Alex Salmond has warned the UK Government that voters will “not tolerate” any delay in providing more powers to the Scottish Parliament.
In his first appearance at Holyrood since last Thursday’s defeat in the independence referendum, he said the Scottish Parliament had a responsibility to ensure pledges were met.
When Mr Salmond announced his intention to stand down on Friday, he accused David Cameron of backpedaling on the timetable for further devolution.
He said the prime minister told him that further powers for the Scottish Parliament could only be introduced at the same pace as for the rest of the UK.

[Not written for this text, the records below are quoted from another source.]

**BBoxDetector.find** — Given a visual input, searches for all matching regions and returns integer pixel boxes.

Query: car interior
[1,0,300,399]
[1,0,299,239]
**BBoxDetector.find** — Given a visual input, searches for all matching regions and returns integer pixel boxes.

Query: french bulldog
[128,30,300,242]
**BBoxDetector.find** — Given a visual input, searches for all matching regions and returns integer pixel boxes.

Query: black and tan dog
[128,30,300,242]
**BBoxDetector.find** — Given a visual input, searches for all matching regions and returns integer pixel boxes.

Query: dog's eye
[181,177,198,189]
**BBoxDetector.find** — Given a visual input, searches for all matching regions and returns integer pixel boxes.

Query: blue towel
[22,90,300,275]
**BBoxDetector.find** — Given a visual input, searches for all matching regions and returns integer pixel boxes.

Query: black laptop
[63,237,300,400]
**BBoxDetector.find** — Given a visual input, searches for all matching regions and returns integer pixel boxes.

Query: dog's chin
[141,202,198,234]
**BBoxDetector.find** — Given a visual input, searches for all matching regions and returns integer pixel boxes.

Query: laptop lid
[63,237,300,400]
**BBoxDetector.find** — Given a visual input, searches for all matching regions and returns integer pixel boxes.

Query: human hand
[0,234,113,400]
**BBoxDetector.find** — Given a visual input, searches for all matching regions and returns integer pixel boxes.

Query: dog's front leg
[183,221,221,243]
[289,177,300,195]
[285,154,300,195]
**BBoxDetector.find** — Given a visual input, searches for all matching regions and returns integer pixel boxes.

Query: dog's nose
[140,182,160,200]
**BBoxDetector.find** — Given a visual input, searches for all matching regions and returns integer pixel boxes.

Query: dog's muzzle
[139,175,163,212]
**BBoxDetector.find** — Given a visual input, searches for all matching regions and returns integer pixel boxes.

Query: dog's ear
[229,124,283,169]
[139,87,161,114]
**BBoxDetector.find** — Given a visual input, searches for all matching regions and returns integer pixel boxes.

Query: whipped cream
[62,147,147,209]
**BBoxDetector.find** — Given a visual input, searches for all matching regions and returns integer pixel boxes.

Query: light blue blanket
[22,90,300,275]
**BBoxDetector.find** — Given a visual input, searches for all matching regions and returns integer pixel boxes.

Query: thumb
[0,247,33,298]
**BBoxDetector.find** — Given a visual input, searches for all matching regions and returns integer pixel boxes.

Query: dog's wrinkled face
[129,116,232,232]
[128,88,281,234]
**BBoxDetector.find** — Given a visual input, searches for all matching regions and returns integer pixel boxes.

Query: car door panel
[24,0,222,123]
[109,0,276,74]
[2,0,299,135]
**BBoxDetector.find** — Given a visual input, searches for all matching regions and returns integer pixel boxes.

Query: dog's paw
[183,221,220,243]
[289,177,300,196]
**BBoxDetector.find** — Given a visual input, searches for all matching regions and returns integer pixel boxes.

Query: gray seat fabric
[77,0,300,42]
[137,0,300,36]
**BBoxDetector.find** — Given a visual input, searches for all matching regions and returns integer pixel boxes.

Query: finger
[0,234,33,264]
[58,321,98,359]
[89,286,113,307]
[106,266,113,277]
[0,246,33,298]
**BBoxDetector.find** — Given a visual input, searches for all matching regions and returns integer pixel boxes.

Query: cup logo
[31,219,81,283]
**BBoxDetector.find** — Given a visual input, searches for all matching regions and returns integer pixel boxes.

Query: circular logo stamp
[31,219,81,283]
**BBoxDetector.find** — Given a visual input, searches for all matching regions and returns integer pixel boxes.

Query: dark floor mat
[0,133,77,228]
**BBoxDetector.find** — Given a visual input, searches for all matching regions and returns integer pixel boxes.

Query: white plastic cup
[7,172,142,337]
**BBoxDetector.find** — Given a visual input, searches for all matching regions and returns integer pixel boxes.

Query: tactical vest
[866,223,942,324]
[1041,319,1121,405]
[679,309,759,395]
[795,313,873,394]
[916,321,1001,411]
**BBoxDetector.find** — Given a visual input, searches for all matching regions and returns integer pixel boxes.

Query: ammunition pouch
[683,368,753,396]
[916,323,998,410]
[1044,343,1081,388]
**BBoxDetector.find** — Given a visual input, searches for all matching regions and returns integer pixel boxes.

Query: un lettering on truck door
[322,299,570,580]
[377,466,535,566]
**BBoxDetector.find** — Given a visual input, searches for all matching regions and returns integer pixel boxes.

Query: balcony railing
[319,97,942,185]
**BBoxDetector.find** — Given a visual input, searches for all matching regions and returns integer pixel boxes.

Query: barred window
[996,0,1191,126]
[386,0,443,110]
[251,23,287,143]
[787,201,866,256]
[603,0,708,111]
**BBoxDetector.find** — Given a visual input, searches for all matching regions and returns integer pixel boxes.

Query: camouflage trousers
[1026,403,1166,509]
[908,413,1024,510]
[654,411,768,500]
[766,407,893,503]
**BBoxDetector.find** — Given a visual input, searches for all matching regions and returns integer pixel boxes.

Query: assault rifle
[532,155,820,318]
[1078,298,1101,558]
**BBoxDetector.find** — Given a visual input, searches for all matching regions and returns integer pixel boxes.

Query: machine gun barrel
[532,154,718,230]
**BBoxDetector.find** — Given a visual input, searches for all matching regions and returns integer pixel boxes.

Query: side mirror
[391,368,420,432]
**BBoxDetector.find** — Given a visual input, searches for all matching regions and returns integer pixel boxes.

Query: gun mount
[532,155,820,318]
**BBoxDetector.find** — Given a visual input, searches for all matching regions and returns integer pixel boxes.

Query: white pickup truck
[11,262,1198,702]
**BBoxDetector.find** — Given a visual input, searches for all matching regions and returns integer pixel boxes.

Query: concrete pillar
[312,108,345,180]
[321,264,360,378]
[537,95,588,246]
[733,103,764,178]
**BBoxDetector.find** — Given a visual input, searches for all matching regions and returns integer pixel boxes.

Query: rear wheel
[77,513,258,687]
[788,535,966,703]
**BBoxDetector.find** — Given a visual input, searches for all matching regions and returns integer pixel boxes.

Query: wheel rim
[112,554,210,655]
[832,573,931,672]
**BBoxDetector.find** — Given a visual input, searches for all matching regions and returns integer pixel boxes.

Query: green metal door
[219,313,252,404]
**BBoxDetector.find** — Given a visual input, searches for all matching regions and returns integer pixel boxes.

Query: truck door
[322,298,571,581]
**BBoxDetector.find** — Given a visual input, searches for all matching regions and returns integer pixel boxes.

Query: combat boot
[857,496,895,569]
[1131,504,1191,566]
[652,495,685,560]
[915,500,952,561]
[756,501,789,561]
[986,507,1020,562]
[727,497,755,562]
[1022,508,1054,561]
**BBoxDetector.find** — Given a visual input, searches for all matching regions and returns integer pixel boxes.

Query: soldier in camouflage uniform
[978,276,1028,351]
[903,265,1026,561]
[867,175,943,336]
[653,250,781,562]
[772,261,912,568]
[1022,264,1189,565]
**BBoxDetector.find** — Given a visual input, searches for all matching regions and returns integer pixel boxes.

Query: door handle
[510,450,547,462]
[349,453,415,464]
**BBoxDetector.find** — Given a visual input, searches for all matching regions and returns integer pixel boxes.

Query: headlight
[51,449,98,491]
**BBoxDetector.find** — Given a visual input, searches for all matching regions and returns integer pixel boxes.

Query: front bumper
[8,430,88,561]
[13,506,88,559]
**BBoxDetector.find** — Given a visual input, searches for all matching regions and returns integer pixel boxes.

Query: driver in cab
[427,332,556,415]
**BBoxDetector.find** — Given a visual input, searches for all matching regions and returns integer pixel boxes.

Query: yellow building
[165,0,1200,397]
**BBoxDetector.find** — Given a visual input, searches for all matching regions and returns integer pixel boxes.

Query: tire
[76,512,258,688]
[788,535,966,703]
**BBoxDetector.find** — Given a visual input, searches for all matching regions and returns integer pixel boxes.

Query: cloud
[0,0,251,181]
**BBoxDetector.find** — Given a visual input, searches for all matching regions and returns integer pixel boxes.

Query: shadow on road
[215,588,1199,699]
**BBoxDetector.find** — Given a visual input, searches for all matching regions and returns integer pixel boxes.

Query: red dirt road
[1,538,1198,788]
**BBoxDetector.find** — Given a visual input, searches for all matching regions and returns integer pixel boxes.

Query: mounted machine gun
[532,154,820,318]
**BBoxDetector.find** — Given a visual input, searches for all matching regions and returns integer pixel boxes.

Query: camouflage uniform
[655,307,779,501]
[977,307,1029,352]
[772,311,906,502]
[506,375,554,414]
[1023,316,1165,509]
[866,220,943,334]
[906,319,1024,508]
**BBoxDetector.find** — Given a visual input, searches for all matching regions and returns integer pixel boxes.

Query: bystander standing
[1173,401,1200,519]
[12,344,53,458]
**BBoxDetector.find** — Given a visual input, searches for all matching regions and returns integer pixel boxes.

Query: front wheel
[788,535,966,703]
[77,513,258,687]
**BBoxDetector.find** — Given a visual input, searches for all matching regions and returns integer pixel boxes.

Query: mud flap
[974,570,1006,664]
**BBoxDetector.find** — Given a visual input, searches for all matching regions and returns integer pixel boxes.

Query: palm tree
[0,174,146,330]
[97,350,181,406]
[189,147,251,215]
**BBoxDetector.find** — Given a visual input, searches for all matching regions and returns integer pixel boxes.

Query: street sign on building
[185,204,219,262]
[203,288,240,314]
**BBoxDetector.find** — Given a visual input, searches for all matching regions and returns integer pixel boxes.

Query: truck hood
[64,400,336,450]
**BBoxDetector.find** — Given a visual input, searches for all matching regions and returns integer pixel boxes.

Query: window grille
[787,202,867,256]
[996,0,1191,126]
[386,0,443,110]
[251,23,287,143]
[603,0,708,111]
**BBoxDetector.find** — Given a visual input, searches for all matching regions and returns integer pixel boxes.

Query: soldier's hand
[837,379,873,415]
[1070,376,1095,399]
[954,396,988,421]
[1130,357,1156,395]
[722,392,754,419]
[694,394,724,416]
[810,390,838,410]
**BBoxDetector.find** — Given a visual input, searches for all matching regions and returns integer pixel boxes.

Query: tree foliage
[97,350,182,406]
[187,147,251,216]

Mr Salmond said that would have thrown the whole devolution process being overseen by Lord Smith into “delay and confusion”.
MSPs heard the situation had now changed and the UK Government recognised the importance of meeting its commitment.
Echoing his resignation speech, Mr Salmond said the Scottish Parliament must “hold Westminster’s feet to the fire to ensure the pledges are met”.
“But all parties should understand, that the true guardians of progress are not the political parties at Westminster, or the parties here at Holyrood, or Lord Smith – they are the energised electorate of this nation, the community of Scotland, who will not brook or tolerate any equivocation or delay,” he said.
Mr Salmond insisted that Scotland was a “better nation” as a result of the referendum.
Nearly the entire Scottish electorate – 97% – registered to vote with 85% taking part in the ballot.
Mr Salmond said “Scotland now has the most politically engaged population in Western Europe and one of the most engaged of any country anywhere in the democratic world.”
For the first time 16 and 17-year-olds were allowed to take part in a national ballot.
Mr Salmond said there was now an “unanswerable case” for this age right to be given the right to vote in all UK elections, as he called for the voting age to be lowered in time for next year’s General Election.
“There is not a shred of evidence for arguing now 16 and 17-year-olds should not be allowed to vote,” he said.
“Their engagement in this debate, this great constitutional debate, was second to none. They proved themselves to be the serious, passionate and committed citizens we always believed they should be.”